Description of problem: bootkube.sh is not re-entrant (and will not run properly) if it was stopped midway through running. > Jul 23 18:02:39 bootstrap systemd[1]: Stopped Bootstrap a Kubernetes cluster. > Jul 23 18:02:46 bootstrap systemd[1]: Started Bootstrap a Kubernetes cluster. > Jul 23 18:03:01 bootstrap bootkube.sh[8114]: Starting etcd certificate signer... > Jul 23 18:03:02 bootstrap bootkube.sh[8114]: error creating container storage: the container name "etcd-signer" is already in use by "01b3ece5e73cee6a197fdc641cd362a05e40c26611a9b2a230700ab26e614af1". You have to remove that container to be able to reuse that name.: that name is already in use > Jul 23 18:03:02 bootstrap bootkube.sh[8114]: 01b3ece5e73cee6a197fdc641cd362a05e40c26611a9b2a230700ab26e614af1 > Jul 23 18:03:02 bootstrap systemd[1]: bootkube.service: Main process exited, code=exited, status=125/n/a > Jul 23 18:03:02 bootstrap systemd[1]: bootkube.service: Failed with result 'exit-code'. Version-Release number of selected component (if applicable): 4.1.x How reproducible: 100% Steps to Reproduce: 1. Start UPI install 2. SSH to bootstrap system 3. sudo systemctl stop bootkube.service 4. ### Debug install issue 5. sudo systemctl start bootkube.service Actual results: See error above. Expected results: The bootkube.sh service should when started (clean up any previous invocations and restart) or (bypass things its already done - which it does in some cases). Alternatively a bootkube_cleanup.sh script should be provided to run inbetween stop and start issue (and should be messaged to a user should bootkube.sh fail). Additional info:
If the user wants to configure the bootstrap-host, the recommended mechanism is through ignition. But i think we will try to make bootkube re-entrant. updating priority because better method is available.

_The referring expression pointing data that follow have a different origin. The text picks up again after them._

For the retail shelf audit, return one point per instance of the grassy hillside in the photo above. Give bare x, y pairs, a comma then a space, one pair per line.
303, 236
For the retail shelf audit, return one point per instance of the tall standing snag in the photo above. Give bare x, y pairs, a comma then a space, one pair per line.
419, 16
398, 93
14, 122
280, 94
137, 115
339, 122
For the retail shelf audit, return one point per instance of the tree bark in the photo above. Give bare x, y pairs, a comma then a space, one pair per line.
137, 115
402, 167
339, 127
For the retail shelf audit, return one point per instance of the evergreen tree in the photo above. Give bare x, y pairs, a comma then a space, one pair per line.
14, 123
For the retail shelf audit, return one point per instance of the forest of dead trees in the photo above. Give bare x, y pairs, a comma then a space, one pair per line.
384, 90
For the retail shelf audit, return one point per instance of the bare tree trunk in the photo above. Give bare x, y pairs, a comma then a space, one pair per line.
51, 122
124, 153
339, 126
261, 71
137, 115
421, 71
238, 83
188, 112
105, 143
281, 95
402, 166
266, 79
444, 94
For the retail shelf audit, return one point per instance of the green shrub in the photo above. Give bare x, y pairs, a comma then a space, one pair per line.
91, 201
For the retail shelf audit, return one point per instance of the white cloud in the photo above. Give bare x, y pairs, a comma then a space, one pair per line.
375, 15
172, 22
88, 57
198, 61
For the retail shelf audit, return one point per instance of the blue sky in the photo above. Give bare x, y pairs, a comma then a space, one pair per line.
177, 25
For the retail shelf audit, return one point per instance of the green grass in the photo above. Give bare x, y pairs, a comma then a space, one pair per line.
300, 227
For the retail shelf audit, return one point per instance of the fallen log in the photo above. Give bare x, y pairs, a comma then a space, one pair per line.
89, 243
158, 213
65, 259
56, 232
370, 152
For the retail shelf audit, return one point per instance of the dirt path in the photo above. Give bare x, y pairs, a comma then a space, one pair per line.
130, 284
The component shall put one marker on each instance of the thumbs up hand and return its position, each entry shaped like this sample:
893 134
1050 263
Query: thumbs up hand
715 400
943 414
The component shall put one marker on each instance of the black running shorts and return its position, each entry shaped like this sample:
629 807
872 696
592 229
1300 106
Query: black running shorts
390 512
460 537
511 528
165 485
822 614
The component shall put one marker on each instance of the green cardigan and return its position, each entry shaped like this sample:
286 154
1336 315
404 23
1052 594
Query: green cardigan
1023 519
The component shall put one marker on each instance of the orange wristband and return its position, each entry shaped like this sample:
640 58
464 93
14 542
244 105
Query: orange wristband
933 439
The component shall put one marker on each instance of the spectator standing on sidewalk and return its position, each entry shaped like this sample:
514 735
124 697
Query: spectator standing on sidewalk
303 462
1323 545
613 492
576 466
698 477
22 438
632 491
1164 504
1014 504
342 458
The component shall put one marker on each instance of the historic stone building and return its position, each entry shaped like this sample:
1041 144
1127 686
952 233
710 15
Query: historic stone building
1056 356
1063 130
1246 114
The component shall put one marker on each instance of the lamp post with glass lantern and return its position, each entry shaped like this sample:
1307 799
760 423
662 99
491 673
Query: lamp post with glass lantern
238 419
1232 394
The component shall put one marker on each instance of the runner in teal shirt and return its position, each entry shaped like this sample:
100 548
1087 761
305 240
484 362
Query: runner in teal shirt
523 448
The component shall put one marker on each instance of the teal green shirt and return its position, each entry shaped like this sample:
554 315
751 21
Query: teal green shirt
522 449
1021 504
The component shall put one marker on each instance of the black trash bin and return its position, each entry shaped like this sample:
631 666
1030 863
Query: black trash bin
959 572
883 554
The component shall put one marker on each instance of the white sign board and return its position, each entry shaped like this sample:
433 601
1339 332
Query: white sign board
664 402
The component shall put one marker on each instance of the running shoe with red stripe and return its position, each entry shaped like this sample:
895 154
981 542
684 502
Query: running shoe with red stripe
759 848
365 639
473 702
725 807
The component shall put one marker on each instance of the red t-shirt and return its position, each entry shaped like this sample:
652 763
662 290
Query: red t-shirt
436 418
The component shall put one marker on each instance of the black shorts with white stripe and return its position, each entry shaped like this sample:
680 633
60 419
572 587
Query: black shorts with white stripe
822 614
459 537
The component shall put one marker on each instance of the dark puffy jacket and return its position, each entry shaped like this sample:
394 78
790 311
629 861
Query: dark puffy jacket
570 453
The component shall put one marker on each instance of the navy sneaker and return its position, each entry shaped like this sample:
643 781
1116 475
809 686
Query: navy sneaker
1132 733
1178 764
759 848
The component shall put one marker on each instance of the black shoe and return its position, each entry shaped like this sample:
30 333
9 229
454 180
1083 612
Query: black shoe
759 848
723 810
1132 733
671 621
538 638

The reason for this needing to be re-entrant is not to make or adjust configurations. Often times it's to complete or continue a failed install. For example a miss-condigured load balancer. Pods will/can get out of sync and having a way to restart or continue the install process to complete an install over having to re-deploy a system can cave man hrs (given the installer only gives you ~24 hrs to complete the installer) the time pressure here can be too much for some customers.
bootkube.sh retries over and over but this appears to require a change to the inputs, without a clear usecase closing this
Hello, I am using openshift-installer v4.3.12 and encountering this issue. I attempted to try v4.3.18 version of the openshift-installer but the error persists were my "etcd-signer" container already exists by name and it causes the bootkube.sh service to crash (and loop). I am unsure how to get around this problem, other than destroying my bootstrap machine all of my masters/workers and totally rebuilding which would be incredibly time consuming. I am installing OS v4.3.8 on bare-metal UPI. I tried several times to delete my installation directory and make fresh attempts with both the v4.3.12 and v4.3.18 installers.
Please open a new bug with full details of what you're seeing including the log bundle from `openshift-install gather bootstrap`